Les négociations de Camp David de 2000, étaient prévues pour favoriser le camp israélien, comme les Accords d’Oslo l’avaient été pour amener la paix. Il y a ce mythe parmi de nombreux israéliens qu’à Camp David, Ehud Barak a fait d’énormes concessions mais les palestiniens bornés ont rejeté la paix pour la violence. Rien n’est plus éloigné de la vérité, et ce que chacun peut faire pour le voir c’est de regarder la carte du « statut final » présenté par Barak aux palestiniens en mai 2000 et de nouveau à camp David. Ce statut proposait une souveraineté palestinienne sur 66% de la Cisjordanie, Israël annexant de façon permanente 25% et maintenait en plus 14% sous « contrôle sécuritaire temporaire » pour une période allant de 12 à 20 ans. De plus, la Cisjordanie serait effectivement partagée en trois cantons de facto non contigus, chacun ayant un accès limité à Jérusalem. Les trois cantons palestiniens seraient entourés de check points et de bases militaires israéliennes. Les palestiniens ne se voyaient pas offerts Jérusalem est comme capitale comme on a fait croire à la plupart des israéliens de même qu’à la délégation palestinienne. Dans une contorsion sémantique cynique, Israël offrait aux palestiniens al-Quds – le nom arabe pour Jérusalem – comme capitale mais en fait ce à quoi se référait Israël c’était au village d’Abu Dis. Les palestiniens ne pouvaient pas accepter ce qu’on leur offrait, et Israël le savait. Les objectifs de Barak à camp David n’étaient pas de négocier une paix mais plutôt d’apparaître comme essayant de négocier une paix, faisant en sorte qu’il apparaisse que c’était les palestiniens qui bloquaient le processus.
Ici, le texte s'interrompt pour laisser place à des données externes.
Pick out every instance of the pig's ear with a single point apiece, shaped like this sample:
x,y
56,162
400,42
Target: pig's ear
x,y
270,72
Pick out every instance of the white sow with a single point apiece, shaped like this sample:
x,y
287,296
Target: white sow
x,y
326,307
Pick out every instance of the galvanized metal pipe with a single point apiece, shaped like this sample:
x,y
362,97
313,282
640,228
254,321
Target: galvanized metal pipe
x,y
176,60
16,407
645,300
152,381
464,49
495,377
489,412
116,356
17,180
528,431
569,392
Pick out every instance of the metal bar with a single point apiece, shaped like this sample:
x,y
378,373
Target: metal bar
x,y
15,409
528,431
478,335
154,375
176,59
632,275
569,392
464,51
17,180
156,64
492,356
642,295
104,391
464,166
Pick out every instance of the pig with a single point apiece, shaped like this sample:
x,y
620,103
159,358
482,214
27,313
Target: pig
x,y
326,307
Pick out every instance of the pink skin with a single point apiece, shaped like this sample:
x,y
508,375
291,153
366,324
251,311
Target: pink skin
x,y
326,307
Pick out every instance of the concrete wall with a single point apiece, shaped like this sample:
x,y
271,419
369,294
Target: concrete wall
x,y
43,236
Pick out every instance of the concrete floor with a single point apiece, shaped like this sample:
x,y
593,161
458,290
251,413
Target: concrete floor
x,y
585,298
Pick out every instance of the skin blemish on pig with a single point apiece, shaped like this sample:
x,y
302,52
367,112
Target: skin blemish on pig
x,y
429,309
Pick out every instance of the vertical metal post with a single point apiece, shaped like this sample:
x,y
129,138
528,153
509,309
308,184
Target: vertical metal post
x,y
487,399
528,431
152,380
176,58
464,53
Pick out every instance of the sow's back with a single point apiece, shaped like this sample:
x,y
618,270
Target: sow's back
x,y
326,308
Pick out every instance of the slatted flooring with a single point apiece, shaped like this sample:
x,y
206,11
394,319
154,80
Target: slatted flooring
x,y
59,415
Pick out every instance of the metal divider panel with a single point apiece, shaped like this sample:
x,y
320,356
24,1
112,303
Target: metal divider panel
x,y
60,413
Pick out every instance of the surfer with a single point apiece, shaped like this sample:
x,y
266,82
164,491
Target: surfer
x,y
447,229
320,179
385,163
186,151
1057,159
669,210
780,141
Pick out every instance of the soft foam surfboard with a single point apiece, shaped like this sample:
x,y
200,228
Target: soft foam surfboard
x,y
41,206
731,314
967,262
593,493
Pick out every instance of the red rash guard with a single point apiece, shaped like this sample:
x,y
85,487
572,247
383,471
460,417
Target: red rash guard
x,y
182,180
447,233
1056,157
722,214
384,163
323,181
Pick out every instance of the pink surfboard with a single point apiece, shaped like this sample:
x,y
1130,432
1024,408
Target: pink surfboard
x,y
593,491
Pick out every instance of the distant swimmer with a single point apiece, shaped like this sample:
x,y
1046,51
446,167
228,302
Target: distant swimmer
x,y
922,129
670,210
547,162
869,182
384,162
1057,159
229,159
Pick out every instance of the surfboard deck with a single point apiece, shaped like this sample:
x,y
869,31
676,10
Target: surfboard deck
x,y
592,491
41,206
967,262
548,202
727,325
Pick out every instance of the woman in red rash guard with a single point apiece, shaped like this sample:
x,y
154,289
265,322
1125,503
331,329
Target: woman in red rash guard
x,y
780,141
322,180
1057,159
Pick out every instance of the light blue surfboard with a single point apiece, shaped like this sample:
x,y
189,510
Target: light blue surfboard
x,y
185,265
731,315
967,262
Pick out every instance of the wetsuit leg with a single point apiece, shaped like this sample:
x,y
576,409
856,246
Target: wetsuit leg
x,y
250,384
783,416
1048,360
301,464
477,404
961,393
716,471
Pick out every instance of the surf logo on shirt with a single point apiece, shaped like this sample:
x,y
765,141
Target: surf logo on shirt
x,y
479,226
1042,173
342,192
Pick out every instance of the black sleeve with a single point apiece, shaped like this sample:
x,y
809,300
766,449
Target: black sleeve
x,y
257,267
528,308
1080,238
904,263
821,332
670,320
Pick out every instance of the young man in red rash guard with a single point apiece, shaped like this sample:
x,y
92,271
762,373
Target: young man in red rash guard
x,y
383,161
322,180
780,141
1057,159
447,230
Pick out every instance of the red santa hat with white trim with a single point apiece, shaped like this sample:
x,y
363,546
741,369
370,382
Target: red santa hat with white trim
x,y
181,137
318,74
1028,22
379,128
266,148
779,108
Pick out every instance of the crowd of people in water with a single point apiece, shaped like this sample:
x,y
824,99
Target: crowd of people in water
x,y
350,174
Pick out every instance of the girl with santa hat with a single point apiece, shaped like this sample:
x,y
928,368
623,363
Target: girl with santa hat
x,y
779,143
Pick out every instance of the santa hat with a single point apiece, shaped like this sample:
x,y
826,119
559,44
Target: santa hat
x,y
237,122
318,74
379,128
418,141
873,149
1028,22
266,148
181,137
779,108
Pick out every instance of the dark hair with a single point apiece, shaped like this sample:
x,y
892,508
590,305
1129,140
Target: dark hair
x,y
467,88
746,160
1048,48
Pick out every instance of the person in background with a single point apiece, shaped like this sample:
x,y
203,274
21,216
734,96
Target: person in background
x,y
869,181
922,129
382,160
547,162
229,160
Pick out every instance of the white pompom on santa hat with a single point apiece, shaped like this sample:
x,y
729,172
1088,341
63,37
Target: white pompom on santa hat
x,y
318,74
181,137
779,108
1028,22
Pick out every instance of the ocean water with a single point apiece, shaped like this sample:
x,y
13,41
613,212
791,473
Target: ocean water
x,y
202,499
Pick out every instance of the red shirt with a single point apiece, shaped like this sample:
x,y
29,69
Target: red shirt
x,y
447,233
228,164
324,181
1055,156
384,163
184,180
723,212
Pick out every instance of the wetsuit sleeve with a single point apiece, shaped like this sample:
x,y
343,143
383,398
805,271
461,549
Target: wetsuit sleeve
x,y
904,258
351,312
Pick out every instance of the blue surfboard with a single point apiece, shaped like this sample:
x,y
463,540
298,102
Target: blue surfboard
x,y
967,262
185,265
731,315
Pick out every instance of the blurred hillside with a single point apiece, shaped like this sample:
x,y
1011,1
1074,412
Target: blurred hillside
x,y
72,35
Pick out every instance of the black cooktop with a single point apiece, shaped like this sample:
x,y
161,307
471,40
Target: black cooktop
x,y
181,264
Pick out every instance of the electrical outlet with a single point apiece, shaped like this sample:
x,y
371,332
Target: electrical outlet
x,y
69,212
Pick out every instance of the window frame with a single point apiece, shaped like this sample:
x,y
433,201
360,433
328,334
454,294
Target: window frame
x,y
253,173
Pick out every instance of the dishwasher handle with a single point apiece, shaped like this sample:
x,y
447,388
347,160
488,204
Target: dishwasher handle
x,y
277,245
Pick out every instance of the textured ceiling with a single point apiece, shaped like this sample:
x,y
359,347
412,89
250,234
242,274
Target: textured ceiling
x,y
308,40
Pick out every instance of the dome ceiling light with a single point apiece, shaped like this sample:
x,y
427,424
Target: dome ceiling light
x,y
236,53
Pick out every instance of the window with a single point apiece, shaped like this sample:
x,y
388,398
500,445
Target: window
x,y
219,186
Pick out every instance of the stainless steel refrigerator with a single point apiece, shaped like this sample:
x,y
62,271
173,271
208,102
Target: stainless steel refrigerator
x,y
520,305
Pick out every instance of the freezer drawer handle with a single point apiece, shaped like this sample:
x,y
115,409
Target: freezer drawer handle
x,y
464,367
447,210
Camp David illustre un autre point important – Israël n’a jamais fait de concessions en ce qui concerne une paix avec les palestiniens, parce que contrairement aux palestiniens, Israël ne cherche pas la paix. Quand Israël parle de « concessions » il le fait selon ce qu’il veut. Mais si les discussions se font dans le cadre de demandes internationales basées sur le droit, il apparaît rapidement que, comme le dit Norman Finistérien « sur le moindre problème, toutes les concessions ont été faites par les palestiniens ». Selon le droit international, toute colonie israélienne dans les territoires occupés est illégale, mais les palestiniens étaient d’accord pour autoriser Israël à garder 50% de ses colonies. Selon le droit international, Israël doit se retirer sur la « frontière verte » de 1967, mais les palestiniens ne demandent pas cela, ils sont prêts à des ajustements frontaliers « mineurs » et « mutuels ». Enfin, sur le problème des réfugiés, le droit international stipule clairement que chacun des 5-6 millions de réfugiés palestiniens a le droit de retourner dans sa maison à l’intérieur d’Israël. En fait, les palestiniens demandent seulement que plusieurs centaines de milliers soient autorisés à le faire. A camp David, et à Taba, Israël avait alors fait (selon les mots de Finkelstein) «précisément et exactement zéro concession. »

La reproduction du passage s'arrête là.